Ofgem found SSE guilty of management failures that led to “prolonged and extensive” mis-selling at every stage of the process: telephone, in-store and doorstep sales activities. In addition to this, the in-house auditing of selling practices was found to be inadequate because the people employed to audit doorstep sales received a commission on sales. Although SSE stopped doorstep sales in July 2011, the mis-selling continued in stores and over the phone.

People were expecting savings but in fact they ended up worse off. One woman, for example, who was paying £1,600 a year for gas and electricity, was told that she would pay £1,423 by switching to SSE, but, in fact, she was put on a tariff that resulted in her paying £134 more than her existing deal.


Because Ofgem does not have the power to require companies to award consumer compensation, the fine will be paid to the Treasury.

Chancellor George Osborne said that future changes to the law will ensure that customers will receive money from fines directly.
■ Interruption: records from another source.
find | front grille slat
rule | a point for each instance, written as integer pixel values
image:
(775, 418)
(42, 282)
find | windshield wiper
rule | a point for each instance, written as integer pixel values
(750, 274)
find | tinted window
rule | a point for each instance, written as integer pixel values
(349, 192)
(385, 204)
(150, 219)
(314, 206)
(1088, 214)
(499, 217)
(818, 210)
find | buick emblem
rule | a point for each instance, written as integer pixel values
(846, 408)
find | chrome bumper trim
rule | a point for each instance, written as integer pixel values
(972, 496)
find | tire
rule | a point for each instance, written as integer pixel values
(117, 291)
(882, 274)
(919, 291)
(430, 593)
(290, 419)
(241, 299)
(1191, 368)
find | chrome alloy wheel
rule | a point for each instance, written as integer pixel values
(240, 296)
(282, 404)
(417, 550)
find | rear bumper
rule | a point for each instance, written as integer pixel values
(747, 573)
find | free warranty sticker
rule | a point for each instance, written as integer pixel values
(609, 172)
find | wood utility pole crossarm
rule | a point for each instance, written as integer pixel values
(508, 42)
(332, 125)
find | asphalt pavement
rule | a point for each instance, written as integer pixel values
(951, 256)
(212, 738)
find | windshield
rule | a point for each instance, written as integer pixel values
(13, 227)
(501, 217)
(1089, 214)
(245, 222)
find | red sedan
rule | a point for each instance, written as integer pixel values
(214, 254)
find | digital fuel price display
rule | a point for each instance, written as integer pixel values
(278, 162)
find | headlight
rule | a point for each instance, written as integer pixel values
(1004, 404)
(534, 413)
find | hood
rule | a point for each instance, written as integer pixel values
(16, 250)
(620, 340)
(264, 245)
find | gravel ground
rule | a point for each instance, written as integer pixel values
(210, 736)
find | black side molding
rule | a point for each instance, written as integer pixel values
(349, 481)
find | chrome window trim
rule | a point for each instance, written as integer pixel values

In the meantime, SSE has created a £5m mis-selling fund from which affected customers can receive compensation.

Other companies under investigation

Ofgem launched the investigation about mis-selling activities in 2010, and the SSE case is the second one. In March 2012, EDF Energy agreed to pay £4.5m to vulnerable customers following breaches to marketing rules. In addition to these two, investigations into Scottish Power and Npower are continuing and an investigation into E.On was launched in April 2012.

What’s next?

As companies offer so many different packages, it is difficult for customers to make the right choice. That is why attempts by the regulator to introduce greater simplicity and transparency into pricing have been broadly welcomed.

All of the big six energy companies increased their prices between October 2012 and January 2013, blaming rising wholesale power and other costs. But official figures showed they had more than doubled their retail profit margins over the last 18 months and were now earning an average of £95 profit per household on dual-fuel bills.

According to official figures, SSE made profits of £1.3bn in 20012, which means the fine of £10.5m is a small proportion of the cash generated year-in and year-out by SSE. And according to Mr Young, Corporate Affairs Director, no senior executive has been dismissed as a result of the Ofgem investigation; only their bonuses have been reduced.